Love_My_Nook_Color More than 1 year ago
I struggled through the first chapter but sailed through the rest i really liked rhis book and plan to read the other two in the series. One thing i wish i understood better is why julia had little self confideence. I understood her character to be attractive and smart. I guess the ideas was that her mothers leaving left a tremendous hole in her heart. I dont think there was too much of a religious component to the story. Meaning it didnt sound preachy. Ithiught it was integral to telling the story well and the author did a great job with this.

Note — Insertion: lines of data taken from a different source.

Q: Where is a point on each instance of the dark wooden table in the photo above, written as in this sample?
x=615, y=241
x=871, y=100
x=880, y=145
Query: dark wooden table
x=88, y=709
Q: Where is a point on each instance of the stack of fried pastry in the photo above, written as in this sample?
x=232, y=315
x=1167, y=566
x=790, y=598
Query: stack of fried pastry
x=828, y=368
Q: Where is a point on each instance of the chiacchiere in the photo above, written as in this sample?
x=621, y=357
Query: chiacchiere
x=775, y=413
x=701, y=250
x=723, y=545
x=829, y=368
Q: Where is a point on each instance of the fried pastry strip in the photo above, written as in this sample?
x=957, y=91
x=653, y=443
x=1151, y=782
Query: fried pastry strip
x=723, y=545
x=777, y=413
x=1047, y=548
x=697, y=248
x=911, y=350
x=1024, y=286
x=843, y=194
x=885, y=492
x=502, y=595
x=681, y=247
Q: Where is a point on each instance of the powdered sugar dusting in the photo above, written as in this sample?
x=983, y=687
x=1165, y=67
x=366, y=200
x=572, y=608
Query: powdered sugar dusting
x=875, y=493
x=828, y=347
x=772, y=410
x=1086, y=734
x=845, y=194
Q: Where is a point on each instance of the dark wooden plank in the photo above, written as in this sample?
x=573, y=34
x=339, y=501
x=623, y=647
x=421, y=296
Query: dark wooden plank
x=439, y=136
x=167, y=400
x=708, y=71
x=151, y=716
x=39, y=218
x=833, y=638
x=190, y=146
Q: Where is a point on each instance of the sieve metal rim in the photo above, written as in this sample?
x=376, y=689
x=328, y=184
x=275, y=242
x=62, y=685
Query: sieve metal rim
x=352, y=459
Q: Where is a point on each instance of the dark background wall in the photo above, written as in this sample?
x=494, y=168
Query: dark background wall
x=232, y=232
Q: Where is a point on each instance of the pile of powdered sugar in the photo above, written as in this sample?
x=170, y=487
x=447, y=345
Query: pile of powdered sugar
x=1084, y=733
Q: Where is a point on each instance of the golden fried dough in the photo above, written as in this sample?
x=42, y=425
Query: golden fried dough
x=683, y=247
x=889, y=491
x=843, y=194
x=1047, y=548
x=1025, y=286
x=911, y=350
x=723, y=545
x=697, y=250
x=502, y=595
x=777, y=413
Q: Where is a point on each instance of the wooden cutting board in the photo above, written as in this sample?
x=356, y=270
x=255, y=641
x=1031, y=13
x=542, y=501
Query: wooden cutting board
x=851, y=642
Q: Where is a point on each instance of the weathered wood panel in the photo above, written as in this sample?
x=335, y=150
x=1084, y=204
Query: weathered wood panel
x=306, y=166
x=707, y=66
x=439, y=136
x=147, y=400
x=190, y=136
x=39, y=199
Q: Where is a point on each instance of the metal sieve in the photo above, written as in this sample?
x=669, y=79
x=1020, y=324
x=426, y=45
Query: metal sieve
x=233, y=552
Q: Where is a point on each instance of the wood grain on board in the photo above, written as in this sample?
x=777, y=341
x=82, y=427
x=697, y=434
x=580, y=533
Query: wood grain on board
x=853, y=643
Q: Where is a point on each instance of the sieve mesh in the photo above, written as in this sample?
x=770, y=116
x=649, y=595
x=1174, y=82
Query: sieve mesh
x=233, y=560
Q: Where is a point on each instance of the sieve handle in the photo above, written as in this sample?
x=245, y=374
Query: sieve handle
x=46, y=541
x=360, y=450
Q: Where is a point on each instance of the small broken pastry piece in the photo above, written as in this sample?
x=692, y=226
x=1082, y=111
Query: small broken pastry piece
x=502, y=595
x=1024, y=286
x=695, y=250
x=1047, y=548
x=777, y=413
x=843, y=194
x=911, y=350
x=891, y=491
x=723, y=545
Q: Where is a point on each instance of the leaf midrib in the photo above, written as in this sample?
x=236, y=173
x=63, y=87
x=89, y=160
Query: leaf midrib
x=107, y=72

harstan More than 1 year ago
When Julia Bakker was nine years old, her mom left her and her dad no big deal as she had deserted them mentally long before she finally packed her bags. When she was fifteen, her father died after a long illness slowly debilitated him. Julia is left with her grandmother on the family farm. A year later Julia falls in love with Thomas, but he has a girlfriend at college. Soon after that Julia leaves for college, but though she plans to reinvent herself, she makes bad decisions that force her to return home where her loving grandma offers hope.------------ AFTER THE LEAVES FALL is a fascinating spiritual coming of age tale. Julia is a deep character who learns life¿s lessons the hard way as she ran off to college to escape her unhappiness only to go full circle as she learns how supportive and loving her grandma is. Although her emotional change appears abrupt and intended more for a sequel than a climax, young adult fans will appreciate this deep teen character study.----------- Harriet Klausner
tjsjohanna on LibraryThing More than 1 year ago
The writing was a refreshing surprise. Ms. Baart captured the conflicting emotions of Julia so well. The picture of faith that Ms. Baart painted was also beautiful. Julia is disconnected from the faith of her childhood, but her grandmother exhibits that true ability to love as God does because she is truly trying to walk with God and that was both inspiring and understated. I really enjoyed this book
debs4jc on LibraryThing More than 1 year ago
The touching inner journey of a young woman to hope and a budding faith is what is at the heart of this book. Julia's life starts rough and doesn't improve as time goes on. Her mother has no interest in being a mother, and indeed "Janice" as she and her father call her leaves Julia and her father when Julia is just a little girl. They move out to live on the farmstead with Julia's grandmother--and when Julia's father dies a few years later Julia suddenly finds her world reduced to long lonely nights wondering if she is doomed to be alone forever. Julia does strike up a friendship with the "boy next door", Thomas, but even that ends in disappointment when he goes to college and finds a girlfriend. When it is time for Julia herself to go to college, she finds a glimmer of hope, thinking maybe this is the time when she will be able to reinvent herself and find belonging at last. But life has still more curve balls to throw at her, and in the end she may find that she has no one to turn to, except the God that she turned her back on long ago. Readers who enjoy savoring an introspective story about the inner struggles of a thoughtful journeyer will enjoy this novel. It ends rather abruptly, but there is a sequel called Summer Snow so readers that hate cliffhangers might want to plan ahead and get both books at once.